一時はどうなるかと思って焦ったが。なんとかなったなー。
この戦争。
俺たちの勝ちだ。
「そういえば、ブルードラゴンは?」
「スッキリしたのかしらねえ? もう帰り支度しているわよ。あのブルードラゴンは」
「そうか……」
「それより鬼窪くん。その後ろでナイフを隠し持っている可愛らしい聖女様は誰? すっごい魔力を秘めているのも。
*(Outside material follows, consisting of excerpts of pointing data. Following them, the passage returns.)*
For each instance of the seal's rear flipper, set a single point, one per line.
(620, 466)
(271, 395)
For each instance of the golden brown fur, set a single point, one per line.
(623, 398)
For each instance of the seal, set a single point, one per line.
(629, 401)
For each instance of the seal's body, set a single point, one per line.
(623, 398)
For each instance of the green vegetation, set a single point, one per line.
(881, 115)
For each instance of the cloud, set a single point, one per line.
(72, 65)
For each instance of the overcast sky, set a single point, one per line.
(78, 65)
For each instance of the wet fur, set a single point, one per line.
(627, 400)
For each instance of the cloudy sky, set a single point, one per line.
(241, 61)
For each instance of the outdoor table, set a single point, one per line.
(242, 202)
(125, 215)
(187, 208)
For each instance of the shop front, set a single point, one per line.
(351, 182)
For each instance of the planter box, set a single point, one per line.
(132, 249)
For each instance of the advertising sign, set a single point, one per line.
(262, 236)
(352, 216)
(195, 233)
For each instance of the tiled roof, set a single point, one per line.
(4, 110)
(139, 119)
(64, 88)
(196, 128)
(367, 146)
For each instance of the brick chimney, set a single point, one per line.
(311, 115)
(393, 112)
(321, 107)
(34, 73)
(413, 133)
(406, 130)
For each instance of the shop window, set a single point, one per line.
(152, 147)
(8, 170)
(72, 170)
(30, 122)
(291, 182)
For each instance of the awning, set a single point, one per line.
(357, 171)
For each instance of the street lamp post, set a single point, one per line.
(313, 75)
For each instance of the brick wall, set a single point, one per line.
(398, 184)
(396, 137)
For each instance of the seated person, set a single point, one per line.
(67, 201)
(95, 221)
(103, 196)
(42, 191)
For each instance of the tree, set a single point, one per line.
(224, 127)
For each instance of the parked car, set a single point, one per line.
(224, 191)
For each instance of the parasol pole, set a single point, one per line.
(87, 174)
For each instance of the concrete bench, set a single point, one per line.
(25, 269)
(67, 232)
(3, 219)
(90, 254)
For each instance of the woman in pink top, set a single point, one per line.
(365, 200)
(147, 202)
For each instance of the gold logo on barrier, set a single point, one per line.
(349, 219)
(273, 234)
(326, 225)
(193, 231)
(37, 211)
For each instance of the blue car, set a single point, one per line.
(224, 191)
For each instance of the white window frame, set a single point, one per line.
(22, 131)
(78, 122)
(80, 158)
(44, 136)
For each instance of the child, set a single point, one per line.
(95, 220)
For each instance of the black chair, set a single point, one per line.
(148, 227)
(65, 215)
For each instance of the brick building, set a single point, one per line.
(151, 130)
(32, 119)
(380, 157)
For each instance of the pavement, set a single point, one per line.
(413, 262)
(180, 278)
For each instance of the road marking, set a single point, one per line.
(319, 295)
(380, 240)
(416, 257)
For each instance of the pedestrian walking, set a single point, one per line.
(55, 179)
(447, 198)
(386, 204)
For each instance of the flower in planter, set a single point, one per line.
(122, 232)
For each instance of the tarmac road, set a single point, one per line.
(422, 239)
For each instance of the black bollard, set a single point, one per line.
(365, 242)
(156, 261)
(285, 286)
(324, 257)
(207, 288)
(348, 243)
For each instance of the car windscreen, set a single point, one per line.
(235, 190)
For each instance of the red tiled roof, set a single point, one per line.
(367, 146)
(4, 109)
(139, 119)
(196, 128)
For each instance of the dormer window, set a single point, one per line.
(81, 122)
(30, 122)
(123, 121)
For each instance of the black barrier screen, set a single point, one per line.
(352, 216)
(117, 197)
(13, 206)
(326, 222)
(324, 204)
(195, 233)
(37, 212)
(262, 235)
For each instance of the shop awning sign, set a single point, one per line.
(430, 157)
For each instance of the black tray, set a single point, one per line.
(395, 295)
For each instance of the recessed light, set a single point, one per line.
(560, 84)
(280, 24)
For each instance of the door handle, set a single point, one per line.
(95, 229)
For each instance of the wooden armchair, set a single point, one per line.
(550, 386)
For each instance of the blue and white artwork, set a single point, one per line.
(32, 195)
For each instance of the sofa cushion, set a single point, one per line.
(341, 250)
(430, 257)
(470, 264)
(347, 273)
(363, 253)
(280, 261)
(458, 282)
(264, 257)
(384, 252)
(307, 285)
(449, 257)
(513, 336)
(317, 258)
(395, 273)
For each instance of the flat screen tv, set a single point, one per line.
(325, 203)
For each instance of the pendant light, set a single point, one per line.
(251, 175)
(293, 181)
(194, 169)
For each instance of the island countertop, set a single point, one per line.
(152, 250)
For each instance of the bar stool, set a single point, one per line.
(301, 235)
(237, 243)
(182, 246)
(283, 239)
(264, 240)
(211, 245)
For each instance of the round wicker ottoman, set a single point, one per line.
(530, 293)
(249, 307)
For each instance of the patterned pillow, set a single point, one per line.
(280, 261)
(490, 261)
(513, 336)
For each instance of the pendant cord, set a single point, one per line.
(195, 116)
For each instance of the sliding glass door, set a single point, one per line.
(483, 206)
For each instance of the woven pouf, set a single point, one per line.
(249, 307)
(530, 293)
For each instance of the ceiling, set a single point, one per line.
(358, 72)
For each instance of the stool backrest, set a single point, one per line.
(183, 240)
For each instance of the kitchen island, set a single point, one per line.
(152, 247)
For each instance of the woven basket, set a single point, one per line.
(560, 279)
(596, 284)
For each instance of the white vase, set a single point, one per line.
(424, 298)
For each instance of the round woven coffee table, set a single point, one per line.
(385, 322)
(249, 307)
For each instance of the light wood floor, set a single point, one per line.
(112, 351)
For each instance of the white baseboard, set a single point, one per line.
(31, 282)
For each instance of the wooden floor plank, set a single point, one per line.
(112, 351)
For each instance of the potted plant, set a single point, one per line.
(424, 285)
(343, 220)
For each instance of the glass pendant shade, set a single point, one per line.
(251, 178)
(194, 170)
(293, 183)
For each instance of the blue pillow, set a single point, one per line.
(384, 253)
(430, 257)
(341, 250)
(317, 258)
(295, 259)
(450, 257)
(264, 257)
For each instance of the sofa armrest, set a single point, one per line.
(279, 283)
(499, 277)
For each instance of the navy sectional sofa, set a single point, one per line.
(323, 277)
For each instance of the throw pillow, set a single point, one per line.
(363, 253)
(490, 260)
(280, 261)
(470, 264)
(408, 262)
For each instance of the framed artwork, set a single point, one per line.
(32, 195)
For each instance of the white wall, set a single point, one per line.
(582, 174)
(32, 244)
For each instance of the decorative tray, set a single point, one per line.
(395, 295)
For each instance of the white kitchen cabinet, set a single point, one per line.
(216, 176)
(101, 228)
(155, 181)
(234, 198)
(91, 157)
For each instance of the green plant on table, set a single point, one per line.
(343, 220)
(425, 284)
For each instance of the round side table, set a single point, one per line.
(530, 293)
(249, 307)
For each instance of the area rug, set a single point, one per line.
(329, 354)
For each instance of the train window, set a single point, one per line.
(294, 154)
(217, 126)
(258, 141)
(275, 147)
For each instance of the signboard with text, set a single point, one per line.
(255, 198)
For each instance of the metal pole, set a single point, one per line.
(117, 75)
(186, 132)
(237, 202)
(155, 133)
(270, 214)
ここから丸見えよ」
マルガリータは通小町の方を見て警戒しながら驚いていた。聖女の恰好をした通小町はきっとここへ来てから、かなりの修行や勉強をしたのだろう。学校では秀才で負けず嫌いな性格だったからなあ。悪く言えば上に立つものに激しい嫉妬心を燃やす性格だったような。良く言えば努力家なのだろうけどな。
「ああ……ふん!」
「ふふふふふふふ……ヒッ!」
俺が神聖剣を構えて素早く振り返ると、通小町の背に隠しているナイフを斬り飛ばした。ナイフは空中で真っ二つになった。
「捕虜にする」
「ヒ―――!! ……うん?? 捕虜??」
顔を引きつらせて震える通小町がピタリと止まった。俺は神聖剣を鞘に納めて、通小町の首根っこを掴んだ。
こんな危険な奴を放っておくなんて真っ平だ。きっと、俺に復讐してくるはずだ。それもかなり質の悪い復讐をだ。
「じゃあ、帰るか。ラピス城が心配だ」
「ほんとねえ」
「ああ、かなり時間が経っていると思うから、今頃どうなっているのか心配だよ。王女様にはお世話になっているからねえ。私も助力を惜しまないよ」
「捕虜……? 捕虜……? この学校一の秀才の私が??」
ズルズルと通小町を引っ張り、ガルナルナ城の外へ出ると、ブルードラゴンは少々疲れ気味な顔をしていた。